Now, my own experience of tweeting at the Fest suggested that tweets were multilingual. Apart from the fourth day, there seemed to be a large number of French-speaking participants. A quick-and-dirty (for now) language detection exercise revealed that roughly 60% of tweets were in English, 25% in French, the rest being split between different languages especially German, Spanish, and Catalan. So, did people reply to each other based on the language of their tweets? It turns out that quite a few tweeters were involved in conversations in multiple languages. Figure 5 is a variant of Figure 4, colouring nodes and ties differently depending on language. A nice mix: interestingly, the central cluster is not monolingual and in fact, is kept together by a few, albeit small, multi-lingual tweeters.
Let’s turn now to mentions: who are the most mentioned tweeters? Again, I’ll take out of the analysis @OuiShareFest, hugely ahead of anyone else with 832 mentions received. Below, Figure 6 ranks the most mentioned: mostly companies (partners or sponsors of the event such as MAIF), speakers (such as Nathan Schneider, Nilofer Merchant), and key OuiShare personalities (such as Antonin Léonard). Mentions follow the programme of the event, and most mentioned are people and organizations that play a role in shaping it.
Mentions are also a basis to build another social network – of who mentions whom in a tweet. This will be a larger network compared to the net of replies, as mentions can be of many types and also include retweets (which as we saw above, are very numerous here). There are 17248 mentions (some of which are repeated more than once) in the network. They involve 796 users who mention others and are mentioned in turn; 550 users who are mentioned, but do not mention themselves; and 1680 users who mention others, but are not themselves mentioned.

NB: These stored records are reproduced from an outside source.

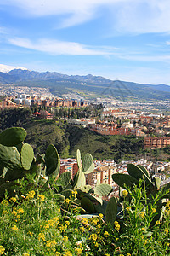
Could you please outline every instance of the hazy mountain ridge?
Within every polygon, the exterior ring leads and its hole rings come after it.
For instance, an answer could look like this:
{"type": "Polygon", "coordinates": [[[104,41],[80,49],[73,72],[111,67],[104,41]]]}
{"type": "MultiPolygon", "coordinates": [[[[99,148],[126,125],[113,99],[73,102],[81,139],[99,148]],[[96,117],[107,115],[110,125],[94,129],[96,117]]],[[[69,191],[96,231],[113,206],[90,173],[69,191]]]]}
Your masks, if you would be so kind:
{"type": "Polygon", "coordinates": [[[101,76],[91,74],[67,75],[57,72],[36,72],[23,69],[14,69],[8,73],[0,72],[1,84],[14,84],[20,86],[49,87],[54,94],[63,94],[74,90],[109,95],[123,98],[135,97],[140,99],[170,99],[170,86],[167,84],[138,84],[126,81],[111,81],[101,76]]]}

A large network such as this is more difficult to visualize meaningfully, and I had to introduce some simplifications to do so. I have included only pairs in which one had mentioned the other at least twice: this makes a network of 778 nodes with 2222 ties. The color of nodes depends on their modularity class (a group of nodes that are more connected with one another, than with any other nodes in the network) and their size depends on the number of mentions received. You will clearly recognize at the center of the network, the official @OuiShareFest account, which structures the bulk of the conversations. But even intuitively, other actors seem central as well, and their role deserves being examined more thoroghly (in some future, less preliminary analysis).
This analysis is part of a larger research project, “Sharing Networks“, led by Antonio A. Casilli and myself, and dedicated to the study of the emergence of communities of values and interest at the OuiShare Fest 2016. Twitter networks will be combined with other data on networking – including informal networking which we are capturing through a (perhaps old-fashioned, but still useful!) survey.
The analyses and visualizations above were done with the packages TwitteR and igraph in R; Figure 7 was produced with Gephi.